Fatalists, not entirely unjustifiably, might invoke the hapless fate that constantly pursues us.
Every time Greece tries to take a breath and stand on its feet, something happens and it loses its way.
It is as if is being chased by an ancient Sisyphean curse, condemned perpetually to struggle, burdened, to climb a mountain, and just as it is approaching the pinnacle, to plunge back to the ground, wounded, only to commence the same attempt from scratch.
In the country’s post-regime change history (after the collapse of the 1967-1974 military junta), there were innumerable such instances of backpedaling that battered the Greek people.
In 1985, the country made a choice that was decisive for its future. Threatened by the twin deficit in public finances and the balance of payments, it decided to attempt to adjust to the EU model and norms.
At that time, the prime minister, Andreas Papandreou, implemented an ambitious three-year plan of economic stabilisation and structural reforms.
At the end of that programme, the entire demanding effort was literally betrayed by domestic realities.
The first was the usual pre-electoral priority of handouts, and the second was the revelation of the huge Koskotas scandal, which highlighted power plays that derailed the country from its path.
By 1989, in a span of just two years, all of the people’s sacrifices had been squanderd, and the country again faced the prospect of bankruptcy.
Then, in 1990, when the country was able to achieve a certain balance and then PM Konstantinos Mitsotakis managed to put Greece on a European course once again, the effort collapsed under the weight of the tensions and scandals that arose during his administration.

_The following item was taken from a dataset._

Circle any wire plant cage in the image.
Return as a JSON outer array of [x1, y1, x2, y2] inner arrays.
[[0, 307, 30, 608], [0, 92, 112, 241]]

Toward the end of 1993, Greece once again found itself at the edge of the abyss.
The by then aged Andreas Papandreou returned to power and eschewed his previous populism, declaring that, “Either the nation will eradicate its debt or the debt will obliterate the nation.”
Everyone exhibited discipline and the country once again decisively continued on its European path.
That was followed by PASOK leader Costas Simitis’ first four-year term.
The government was successfully in achieving its European targets, but it was wounded by the political environment created by the arms procurements, construction, and stock market scandals.
After Greece’s admission to the eurozone, citizens’ trust in the government collapsed, and after New Year’s, 2002, it became immobilised, betrayed by arrogant and greedy forces within the party.
PM Kostas Karamanlis, who succeeded him, although he was prepared and had the support of the Greek people to pursue reforms and changes that would ensure the country’s future, in the end retreated from his plan, fearing a clash with populist forces, and he, too, admitted the forces of greed into the party.
The structured bonds scandal severely wounded the PM, and so when the international financial crisis broke out in 2008, he simply froze and abandoned the struggle, essentially handing over power to George Papandreou – who was unprepared and at a loss regarding how to deal with the imminent financial crisis – in the 2009 snap general election.
The governments that ruled during the great economic crisis lacked the forces and the popular support needed in order to endure a host of weighty burdens.
Left-wing SYRIZA leader Alexis Tsipras, who managed to muster political momentum and the tolerance of the public, at first found himself drowning in a cycle of self-deception and delusions that bedevilled him and his party, and then he lost his way through his scandalous power plays and ambitions.
Kyriakos Mitsotakis, who succeeded him, came across as a person with convictions and capabilities.
During three years of major successive crises, he managed to salvage the economy and restore Greece’s international reputation.
Just as he seemed to be at the top of the world, he was betrayed by his conspiracy-minded entourage, by his closest associates, who, as he maintains, acted arbitrarily and succumbed to unpardonable mistakes, placing in doubts the country’s efforts to return to normalcy, and destroying his own myth, which he assiduously crafted over the last three years – that of a trustworthy liberal leader
We reached the point of seeing the revival of the problematical political networks of Panos Kammenos [who as leader of the Independent Greeks party was Tsipras’ coalition partner] and of SYRIZA.
The truth be told, the sequence of historical events does not demonstrate bad fate, but rather institutional deficiencies, and the small or large betrayals that they permit.
Mr. Mitsotakis has a duty to tell the whole truth about the raging [EYP National Intelligence Agency] surveillance scandal.
He has a duty– however wounded and betrayed he may be – allow the judiciary, unhindered, to conduct an in-depth investigation of EYP’s actions, and he must firmly insist that our democracy, at any cost, be institutionally bolstered and safeguarded.